(New York) The video of a statement by Donald Trump, shown Thursday to jurors in the civil trial in New York where the former US president is accused of rape by a female author, was released on Friday and the media began to report it. broadcast.
For 48 minutes, we see Donald Trump, blue tie and white shirt under a dark jacket, defending himself, sometimes in a vehement tone, and answering questions from the plaintiff’s lawyer, the former columnist for Elle magazine, E John Carroll.
The ex-journalist, now 79, accused Donald Trump in a 2019 book of raping her in a dressing room in the lingerie department of a New York luxury department store, Bergdorf Goodman , in the mid-1990s. She then filed a complaint against him for defamation, then last November for rape in a civil action.
The Republican billionaire did not appear at the trial, which began last week, and in his absence, excerpts from the video, recorded in the proceedings in October 2022, were broadcast during the proceedings.

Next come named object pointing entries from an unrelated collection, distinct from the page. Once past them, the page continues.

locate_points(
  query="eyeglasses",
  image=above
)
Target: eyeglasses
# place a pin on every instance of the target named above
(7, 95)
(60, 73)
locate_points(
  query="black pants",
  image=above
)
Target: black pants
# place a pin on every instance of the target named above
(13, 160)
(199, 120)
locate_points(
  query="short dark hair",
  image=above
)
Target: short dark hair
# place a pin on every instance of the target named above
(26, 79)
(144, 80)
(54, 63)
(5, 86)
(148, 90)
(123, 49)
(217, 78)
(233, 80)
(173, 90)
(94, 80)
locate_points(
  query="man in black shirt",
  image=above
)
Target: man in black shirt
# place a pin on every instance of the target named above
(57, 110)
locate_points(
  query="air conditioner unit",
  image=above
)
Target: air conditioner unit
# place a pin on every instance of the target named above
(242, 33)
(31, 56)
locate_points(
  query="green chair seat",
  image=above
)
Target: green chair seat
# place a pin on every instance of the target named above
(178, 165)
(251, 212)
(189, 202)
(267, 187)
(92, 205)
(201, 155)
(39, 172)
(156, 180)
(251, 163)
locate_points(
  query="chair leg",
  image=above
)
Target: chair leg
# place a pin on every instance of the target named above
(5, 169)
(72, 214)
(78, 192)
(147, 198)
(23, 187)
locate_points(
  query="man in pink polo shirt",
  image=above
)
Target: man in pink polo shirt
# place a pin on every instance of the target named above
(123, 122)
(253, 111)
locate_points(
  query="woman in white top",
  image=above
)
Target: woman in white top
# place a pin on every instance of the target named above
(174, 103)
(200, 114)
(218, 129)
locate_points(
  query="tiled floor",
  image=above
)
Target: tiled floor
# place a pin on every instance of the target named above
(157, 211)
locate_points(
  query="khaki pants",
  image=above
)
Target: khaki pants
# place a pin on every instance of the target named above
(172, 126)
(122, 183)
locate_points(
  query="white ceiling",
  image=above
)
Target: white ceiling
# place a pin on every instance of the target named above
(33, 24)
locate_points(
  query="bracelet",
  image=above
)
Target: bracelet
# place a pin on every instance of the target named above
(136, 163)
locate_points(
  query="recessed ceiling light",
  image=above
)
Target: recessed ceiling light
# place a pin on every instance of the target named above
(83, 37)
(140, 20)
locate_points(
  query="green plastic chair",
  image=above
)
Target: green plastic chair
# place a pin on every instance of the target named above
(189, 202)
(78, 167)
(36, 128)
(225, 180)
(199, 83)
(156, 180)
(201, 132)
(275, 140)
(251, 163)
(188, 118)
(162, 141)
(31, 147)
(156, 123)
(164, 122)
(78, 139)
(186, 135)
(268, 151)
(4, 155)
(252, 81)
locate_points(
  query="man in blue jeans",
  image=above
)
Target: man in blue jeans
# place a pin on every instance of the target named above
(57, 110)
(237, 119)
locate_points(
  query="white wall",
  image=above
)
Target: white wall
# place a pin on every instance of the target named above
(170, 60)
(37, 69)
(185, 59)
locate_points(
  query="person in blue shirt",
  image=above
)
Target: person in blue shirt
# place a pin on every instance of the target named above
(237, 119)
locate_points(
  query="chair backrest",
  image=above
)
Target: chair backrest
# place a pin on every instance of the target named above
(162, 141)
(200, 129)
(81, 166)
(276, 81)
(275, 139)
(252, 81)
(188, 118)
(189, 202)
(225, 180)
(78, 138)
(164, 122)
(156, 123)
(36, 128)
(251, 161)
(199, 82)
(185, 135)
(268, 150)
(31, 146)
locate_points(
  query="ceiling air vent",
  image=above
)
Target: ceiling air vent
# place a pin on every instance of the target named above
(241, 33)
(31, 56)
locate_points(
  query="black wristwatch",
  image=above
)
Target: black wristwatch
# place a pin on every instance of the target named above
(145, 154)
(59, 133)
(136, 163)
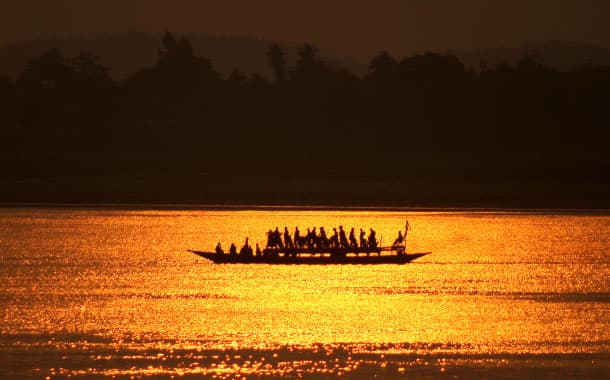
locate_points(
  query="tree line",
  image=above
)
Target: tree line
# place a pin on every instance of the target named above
(427, 102)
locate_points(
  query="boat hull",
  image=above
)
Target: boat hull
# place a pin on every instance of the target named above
(312, 259)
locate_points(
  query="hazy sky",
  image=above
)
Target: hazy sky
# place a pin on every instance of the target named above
(351, 27)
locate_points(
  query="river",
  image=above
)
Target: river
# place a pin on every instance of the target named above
(112, 292)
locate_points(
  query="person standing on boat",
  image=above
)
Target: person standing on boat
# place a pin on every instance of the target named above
(297, 238)
(246, 250)
(372, 239)
(278, 238)
(342, 238)
(362, 239)
(399, 240)
(323, 238)
(353, 243)
(334, 240)
(287, 239)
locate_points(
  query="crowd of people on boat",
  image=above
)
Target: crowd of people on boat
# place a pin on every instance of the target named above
(312, 241)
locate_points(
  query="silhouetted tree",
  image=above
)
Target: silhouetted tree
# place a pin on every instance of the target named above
(277, 60)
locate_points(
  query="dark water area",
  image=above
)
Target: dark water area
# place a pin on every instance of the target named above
(106, 292)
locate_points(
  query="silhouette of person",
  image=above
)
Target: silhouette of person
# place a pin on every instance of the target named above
(342, 238)
(372, 239)
(323, 238)
(297, 238)
(246, 250)
(278, 238)
(398, 240)
(352, 239)
(362, 239)
(334, 239)
(287, 239)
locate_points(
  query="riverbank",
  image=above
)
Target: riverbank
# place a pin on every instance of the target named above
(195, 191)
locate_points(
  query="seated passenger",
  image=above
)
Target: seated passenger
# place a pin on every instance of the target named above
(372, 239)
(362, 239)
(399, 240)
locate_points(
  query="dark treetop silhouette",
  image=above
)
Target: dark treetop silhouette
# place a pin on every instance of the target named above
(416, 119)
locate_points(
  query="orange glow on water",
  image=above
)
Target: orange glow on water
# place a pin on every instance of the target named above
(496, 283)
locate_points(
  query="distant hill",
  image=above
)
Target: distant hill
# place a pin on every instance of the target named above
(127, 53)
(560, 54)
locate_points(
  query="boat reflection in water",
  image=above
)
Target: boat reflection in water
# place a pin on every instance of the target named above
(317, 249)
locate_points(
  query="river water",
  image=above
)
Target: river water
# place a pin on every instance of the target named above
(108, 292)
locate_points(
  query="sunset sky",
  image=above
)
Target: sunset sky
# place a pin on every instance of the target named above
(350, 27)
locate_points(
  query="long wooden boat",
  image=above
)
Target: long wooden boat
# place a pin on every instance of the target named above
(384, 255)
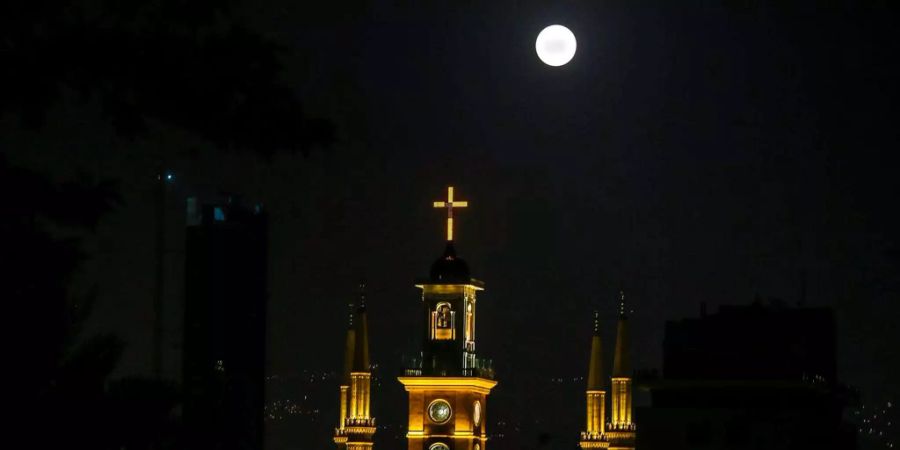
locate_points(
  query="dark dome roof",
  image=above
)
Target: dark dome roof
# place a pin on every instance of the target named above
(449, 268)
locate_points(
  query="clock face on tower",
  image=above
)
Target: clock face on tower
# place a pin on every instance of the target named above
(476, 413)
(439, 411)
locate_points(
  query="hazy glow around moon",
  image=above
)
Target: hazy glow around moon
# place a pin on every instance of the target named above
(555, 45)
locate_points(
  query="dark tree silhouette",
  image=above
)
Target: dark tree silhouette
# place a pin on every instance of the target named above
(181, 62)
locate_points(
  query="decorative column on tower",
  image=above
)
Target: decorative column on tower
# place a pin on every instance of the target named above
(356, 427)
(621, 428)
(447, 385)
(594, 436)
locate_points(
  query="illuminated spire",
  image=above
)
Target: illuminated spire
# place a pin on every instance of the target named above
(449, 205)
(349, 346)
(622, 357)
(595, 368)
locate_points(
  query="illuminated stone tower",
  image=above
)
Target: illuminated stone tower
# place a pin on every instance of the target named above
(621, 428)
(594, 436)
(356, 427)
(447, 385)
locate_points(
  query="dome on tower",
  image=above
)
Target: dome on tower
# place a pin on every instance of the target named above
(449, 268)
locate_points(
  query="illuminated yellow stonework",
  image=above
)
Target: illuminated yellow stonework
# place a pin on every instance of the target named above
(460, 430)
(450, 204)
(446, 383)
(356, 428)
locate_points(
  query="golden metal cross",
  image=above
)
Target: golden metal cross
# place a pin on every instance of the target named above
(450, 204)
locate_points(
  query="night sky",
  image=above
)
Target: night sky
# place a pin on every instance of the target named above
(711, 153)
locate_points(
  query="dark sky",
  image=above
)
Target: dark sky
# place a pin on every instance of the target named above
(687, 154)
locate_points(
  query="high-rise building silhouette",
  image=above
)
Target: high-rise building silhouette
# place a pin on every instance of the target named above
(225, 325)
(757, 376)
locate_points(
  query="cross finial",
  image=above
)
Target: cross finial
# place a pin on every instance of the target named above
(450, 204)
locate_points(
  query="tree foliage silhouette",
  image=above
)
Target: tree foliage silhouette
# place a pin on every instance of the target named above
(187, 64)
(184, 63)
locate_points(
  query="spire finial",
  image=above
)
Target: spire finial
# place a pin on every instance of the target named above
(362, 295)
(350, 315)
(449, 205)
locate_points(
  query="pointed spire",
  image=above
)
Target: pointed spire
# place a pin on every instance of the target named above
(349, 347)
(361, 350)
(622, 357)
(595, 368)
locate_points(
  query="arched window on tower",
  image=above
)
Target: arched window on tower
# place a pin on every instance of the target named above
(443, 321)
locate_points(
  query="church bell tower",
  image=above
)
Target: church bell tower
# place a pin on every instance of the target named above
(447, 384)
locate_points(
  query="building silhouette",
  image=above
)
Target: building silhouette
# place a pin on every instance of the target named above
(225, 325)
(748, 377)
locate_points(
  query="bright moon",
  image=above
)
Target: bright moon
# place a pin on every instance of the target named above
(555, 45)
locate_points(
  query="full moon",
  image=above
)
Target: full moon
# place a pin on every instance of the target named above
(555, 45)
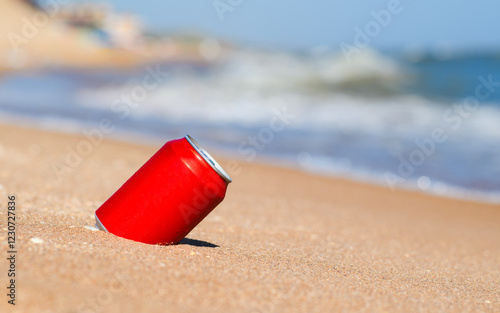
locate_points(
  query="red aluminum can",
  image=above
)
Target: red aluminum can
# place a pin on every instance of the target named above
(167, 197)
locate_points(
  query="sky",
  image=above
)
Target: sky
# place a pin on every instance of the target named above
(387, 25)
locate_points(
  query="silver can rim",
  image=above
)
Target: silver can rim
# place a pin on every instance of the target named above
(209, 159)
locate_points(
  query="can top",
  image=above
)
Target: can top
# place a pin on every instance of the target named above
(209, 159)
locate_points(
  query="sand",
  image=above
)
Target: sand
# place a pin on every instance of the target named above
(282, 241)
(32, 40)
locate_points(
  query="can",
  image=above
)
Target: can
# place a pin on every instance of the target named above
(167, 197)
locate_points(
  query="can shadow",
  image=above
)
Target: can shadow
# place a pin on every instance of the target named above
(197, 243)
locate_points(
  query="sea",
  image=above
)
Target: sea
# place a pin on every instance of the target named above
(415, 120)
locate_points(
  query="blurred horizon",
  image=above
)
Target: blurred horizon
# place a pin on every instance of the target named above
(424, 26)
(367, 84)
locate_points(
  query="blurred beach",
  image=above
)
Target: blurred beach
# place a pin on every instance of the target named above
(361, 119)
(364, 181)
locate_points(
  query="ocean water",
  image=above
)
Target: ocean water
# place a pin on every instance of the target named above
(418, 121)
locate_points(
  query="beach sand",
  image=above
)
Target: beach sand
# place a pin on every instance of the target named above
(282, 241)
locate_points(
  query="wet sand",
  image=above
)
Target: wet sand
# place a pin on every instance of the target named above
(282, 241)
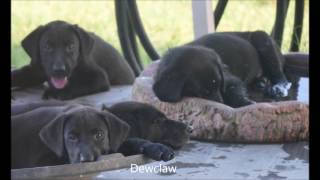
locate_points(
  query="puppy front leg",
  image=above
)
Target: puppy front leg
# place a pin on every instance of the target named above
(272, 63)
(155, 151)
(236, 94)
(27, 76)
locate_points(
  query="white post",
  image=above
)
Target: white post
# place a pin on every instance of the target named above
(203, 21)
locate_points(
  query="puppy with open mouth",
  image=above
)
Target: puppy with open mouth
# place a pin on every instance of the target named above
(73, 61)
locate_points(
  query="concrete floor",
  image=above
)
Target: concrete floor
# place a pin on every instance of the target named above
(200, 160)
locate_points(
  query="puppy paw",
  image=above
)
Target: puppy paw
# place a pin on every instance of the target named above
(279, 90)
(158, 151)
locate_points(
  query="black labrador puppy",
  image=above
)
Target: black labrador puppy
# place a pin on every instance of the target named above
(52, 134)
(73, 61)
(220, 67)
(148, 123)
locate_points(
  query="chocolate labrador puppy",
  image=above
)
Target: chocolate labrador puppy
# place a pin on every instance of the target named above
(220, 67)
(149, 124)
(58, 133)
(73, 61)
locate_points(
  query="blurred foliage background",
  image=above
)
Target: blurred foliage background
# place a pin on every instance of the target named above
(167, 23)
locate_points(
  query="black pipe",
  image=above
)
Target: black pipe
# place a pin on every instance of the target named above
(133, 41)
(281, 13)
(134, 15)
(297, 27)
(218, 12)
(121, 18)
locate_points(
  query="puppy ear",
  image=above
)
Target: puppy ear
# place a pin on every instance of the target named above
(105, 108)
(118, 130)
(31, 44)
(52, 135)
(86, 41)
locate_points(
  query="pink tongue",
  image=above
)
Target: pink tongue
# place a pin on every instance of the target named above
(59, 83)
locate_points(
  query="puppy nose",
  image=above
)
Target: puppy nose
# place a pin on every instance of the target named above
(86, 157)
(189, 129)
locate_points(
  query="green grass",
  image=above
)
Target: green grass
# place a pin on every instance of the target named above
(167, 23)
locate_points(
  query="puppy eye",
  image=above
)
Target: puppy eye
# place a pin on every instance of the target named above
(70, 47)
(99, 136)
(156, 121)
(72, 137)
(47, 48)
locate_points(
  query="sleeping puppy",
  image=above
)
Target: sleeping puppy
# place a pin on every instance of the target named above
(220, 67)
(149, 124)
(73, 61)
(53, 135)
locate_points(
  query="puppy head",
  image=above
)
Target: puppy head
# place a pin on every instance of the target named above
(57, 47)
(154, 125)
(83, 134)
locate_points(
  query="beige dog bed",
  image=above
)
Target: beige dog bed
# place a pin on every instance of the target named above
(262, 122)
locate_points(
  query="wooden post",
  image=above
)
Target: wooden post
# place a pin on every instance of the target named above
(203, 21)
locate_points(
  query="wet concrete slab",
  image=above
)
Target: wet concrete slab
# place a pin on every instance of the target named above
(199, 160)
(204, 160)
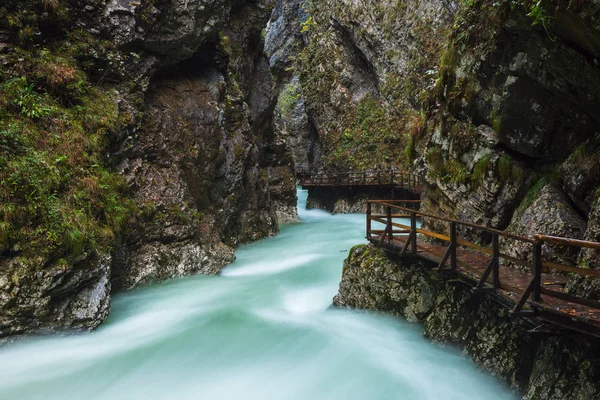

“This is the most ridiculous, disgusting story. It’s a complete invention,” he said of the charges, calling E. Jean Caroll a “liar” and a “sick person.”
He reiterates that he does not know the journalist and reaffirms that she is “not (his) type”. But, once the lawyer shows him a photo where he is in front of E. Jean Carroll at a party years before their alleged 1996 encounter, he confuses the complainant with his ex-wife Marla.
“It’s very vague,” he adds as his lawyer corrects him by whispering, “it’s (E. Jean) Carroll.”
The former president is also invited to react to his remarks in a video, which has become famous, where we hear him in 2005 bragging about kissing and touching the women he likes as he pleases, and adding: “when you you’re a star, they let you. You can do anything. Grab them by the pussy.”
“It’s historically true for stars […] if you look at the last few million years, I think it’s true to a large extent, not always, but to a large extent whether we lament it or not,” he explains.
“And do you consider yourself a star?” “, asks him the lawyer of E. Jean Carroll, Roberta Kaplan. “I think you can say that, yes,” he replies.
Several journalists following the trial had asked the presiding judge on Thursday to make the video public, but the latter decided that it was up to the parties to do so.